Based on our research, we have developed a tool called the Job Crafting Exercise, which helps people discover opportunities for crafting their jobs in beneficial ways. We created a workbook to guide people through the process. It’s easy to get stuck in the day-to-day grind of your job, leading you to think your job is more fixed than it may actually be. The Job Crafting Exercise helps you view your job as a flexible set of building blocks, rather than a fixed list of duties. This helps you identify creative ways to redesign your job to benefit you and those around you.

Using our workbook, you first build a “before sketch,” breaking up your job into “task blocks” and grouping them by how much time and energy you spend on them. Then you create an “after diagram,” which is a more ideal but still realistic version of your job, a vision of something to work toward. To build your after diagram, you revise the set of task blocks from your before sketch to better match your values, strengths, and passions, which are three key traits that our research suggests are helpful drivers of job crafting. We’ve found that going through this process can be really eye-opening for people — they often see opportunities for job crafting they never thought about before.

Is it realistic to expect to transform your job completely?

Obviously, you can’t change everything, but we’ve found that even a few small changes can make a big difference.

How can companies best use the Job Crafting Exercise?

Quote
It’s very difficult for a company to stay innovative if everyone’s job stays the same.
Attribution
Justin Berg

We’ve found that it’s most effective when an entire workgroup or team is doing the exercise together with the manager’s support. While you’re constructing your job crafting plan, you can talk with others who will be involved and might be able to help you execute it, and you can see how you may be able to help others implement their plans. You might see, for instance, that you’d like to spend less time on a particular task and learn that a co-worker is actually seeking to spend more time on it, so you could arrange a task swap that would be a win-win.

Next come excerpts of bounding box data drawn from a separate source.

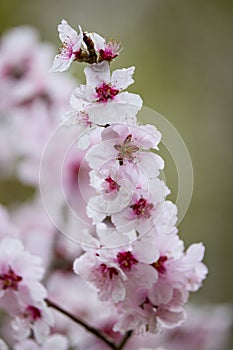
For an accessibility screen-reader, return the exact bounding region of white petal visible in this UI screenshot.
[58,19,78,42]
[111,67,135,90]
[84,61,110,87]
[87,33,105,52]
[49,54,75,72]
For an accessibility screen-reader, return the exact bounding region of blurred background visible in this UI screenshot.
[0,0,233,342]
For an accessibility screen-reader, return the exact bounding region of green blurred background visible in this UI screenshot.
[0,0,233,314]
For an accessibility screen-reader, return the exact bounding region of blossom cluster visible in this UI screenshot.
[52,20,207,333]
[0,20,231,350]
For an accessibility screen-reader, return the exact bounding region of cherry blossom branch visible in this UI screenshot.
[45,299,117,350]
[117,331,133,350]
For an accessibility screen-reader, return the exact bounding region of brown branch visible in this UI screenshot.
[45,299,117,350]
[117,331,133,350]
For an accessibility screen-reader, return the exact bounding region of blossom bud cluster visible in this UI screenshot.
[51,20,207,333]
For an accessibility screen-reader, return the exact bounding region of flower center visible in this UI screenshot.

Why not just tell your manager you want to make changes to your job?

You can, but these conversations are often awkward and too abstract to translate into much change. We’ve found that the Job Crafting Exercise is helpful not only for identifying what changes you might want to make, but also for communicating these changes to others, including your manager. It gives a concrete and visual way to talk about the changes you want to make. If your manager has completed the exercise as well, it gives you a common language and framework to discuss how you might craft your job in ways that are good for you and your company.

What’s in it for the employer?

We tested the effects of the Job Crafting Exercise in an experiment at Google, in partnership with Adam Grant, Jennifer Kurkoski, and Brian Welle. Participating in a job crafting workshop led employees to be significantly happier and more effective in their jobs six weeks later, based on ratings from their peers and managers. Although some job crafting may be good for the employee but not his or her company, our research suggests that, on average, it’s good for both.

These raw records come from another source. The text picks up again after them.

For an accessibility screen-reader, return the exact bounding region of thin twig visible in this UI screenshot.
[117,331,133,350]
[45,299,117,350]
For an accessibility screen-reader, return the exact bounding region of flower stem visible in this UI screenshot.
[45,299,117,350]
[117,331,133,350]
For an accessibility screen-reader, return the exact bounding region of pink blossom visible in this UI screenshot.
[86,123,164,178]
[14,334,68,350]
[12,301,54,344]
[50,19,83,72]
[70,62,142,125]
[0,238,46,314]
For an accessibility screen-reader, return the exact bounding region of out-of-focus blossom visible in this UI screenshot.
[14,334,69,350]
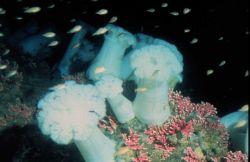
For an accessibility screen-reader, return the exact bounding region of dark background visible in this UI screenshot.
[0,0,249,116]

Job crafting may also help facilitate creativity and innovation. It’s very difficult for a company to stay innovative if everyone’s job stays the same. We are creatures of habit, and organizations tend to be bureaucracies that impose order and consistency. The default will always be for people to get stuck in the day-to-day and have a lot of trouble taking a step back and seeing opportunities for reshaping their jobs. To quote Karl Weick, creative ideas come from “putting new things in old combinations and old things in new combinations.” Job crafting is a way to ensure that people are thinking about how to combine the old and new, rather than remaining stuck in the old. In this way, job crafting may help companies sustain creativity and innovation over time, which is notoriously difficult to do.